Tra i tasti dolenti, si registra che il Ministero Affari Esteri (anch’esso titolare di un proprio archivio storico) finora ha operato in modo lacunoso e deludente; da più parti si è levata la richiesta di una maggiore proattività da parte delle ambasciate sui temi più brucianti: oltre a Ustica, le molte storie di terroristi latitanti e i legami di Gelli e P2 con Argentina e Uruguay. Latita ancor di più il ministero dell’Interno. Pochi versamenti (tra cui buste della Criminalpol con semplici informazioni sui feriti). Si attende, per esempio, un più ampio versamento delle carte dell’ex Ucigos, ora Direzione centrale polizia di prevenzione, che sul terrorismo ha investigato. Molto grave che l’Acs abbia ricevuto le carte del famigerato Ufficio Affari Riservati dell’Interno (quelle ritrovate in via Appia nel 1996, per intenderci) soltanto fino al 1965: lì ci sono sicuramente — lo sappiamo dalle perizie effettuate per conto della magistratura e da fonti giornalistiche — carte che riguardano la strage di piazza Fontana.
Il bilancio un anno dopo? All’Acs sono arrivate la bellezza di 497 buste. Sommando i versamenti della direttiva Prodi del 2008 fanno 641 (grazie a due governi di centrosinistra, va sottolineato: hanno ancora qualche significato, le vecchie categorie di Bobbio). Non mancano le “tensioni interpretative” circa l’ampiezza della declassifica da operare (l’Interno si attiene a criteri più restrittivi), ma sono comunque stati soprattutto il Dis e gli “uffici speciali” (costituiti con la riforma dei Servizi del 2007 presso le amministrazioni che producono e conservano materiale sensibile per la sicurezza) a darsi da fare (“Avevano la coda di paglia?”, scherza un’archivista di lungo corso).

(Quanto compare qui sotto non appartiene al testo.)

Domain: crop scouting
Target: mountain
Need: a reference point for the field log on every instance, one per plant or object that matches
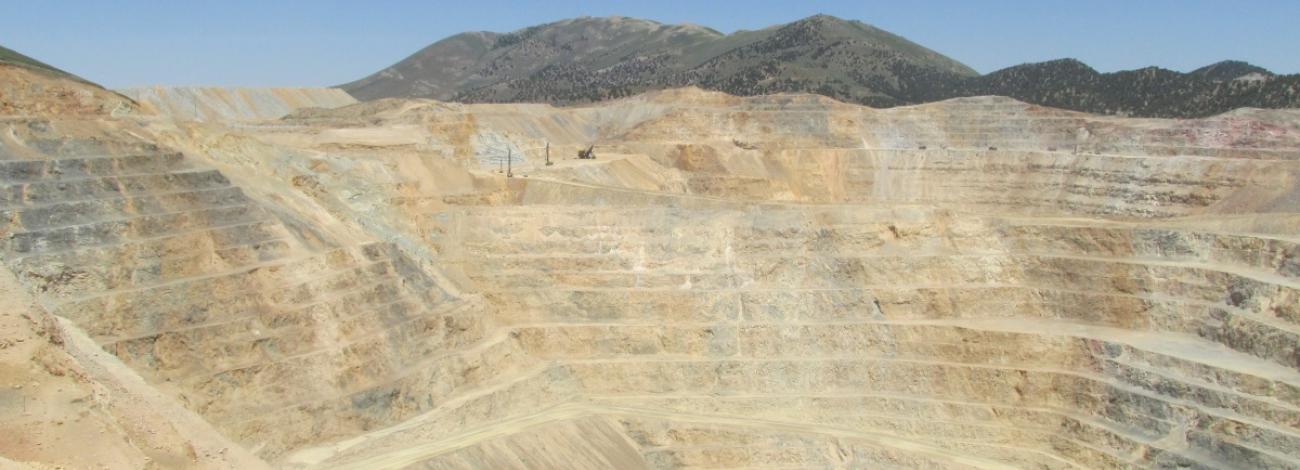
(596, 59)
(1145, 92)
(1230, 70)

La grande enfasi posta sulla declassifica, accompagnata da aspettative quasi sempre eccessive, ha paradossalmente adombrato l’importanza di un più celere e regolare versamento di carte non riservate. Tanto più che nel luglio 2014 sono stati apportati due piccoli ma preziosi emendamenti al Codice dei Beni culturali: termini di versamento anticipati da quaranta a trent’anni, e abolito l’infido comma che prevedeva la possibilità di impedire la consultazione di documenti versati anzitempo. “Pecettature” a parte (nomi, sigle o sezioni di testo temporaneamente coperti per motivi di sicurezza, si può vedere tutto. L’Archivio Centrale dello Stato merita un plauso: pur con un budget ridotto ai minimi storici, si è impegnato perché ogni versamento, anche cospicuo, fosse ordinato e inventariato celermente per la consultazione e ha messo online tutti gli inventari per agevolare i ricercatori (ma — per garantire il massimo rispetto del codice deontologico — i documenti, anche digitali, si consultano nella sala studio).
Due i punti davvero critici, che richiedono un intervento politico. 1) Occorre ampliare l’ambito della direttiva: limitarla, com’è stato fatto, solo ad alcuni fatti criminali, porta a paradossali smembramenti di fondi e fascicoli, e rischia di lasciar fuori materiale rilevante, solo perché non legato “nominalmente” a una certa strage. Meglio lavorare su estremi cronologici. 2) Servono criteri di sorveglianza sulla selezione delle carte: basterebbe la partecipazione al processo almeno di un archivista dello Stato (come nelle commissioni di scarto dei tribunali). Finora, infatti, i soggetti che hanno prodotto le carte, hanno fatto da sé le selezioni. Per esempio, le migliaia di pagine versate dai Servizi (solo in formato digitale) sono state selezionate da loro medesimi. Con alle spalle una storia come la nostra, chi garantisce i cittadini che tirino fuori tutto? Sappiamo già che ci saranno dei buchi (troppi gli episodi noti di distruzione, nascondimento o dispersione di documenti), ma commissioni “miste” potrebbero esorcizzare, in futuro, lo spettro di una scelta troppo discrezionale da parte dei soggetti produttori. Certo è arduo che passi questa linea di trasparenza estrema. E intanto, che si fa?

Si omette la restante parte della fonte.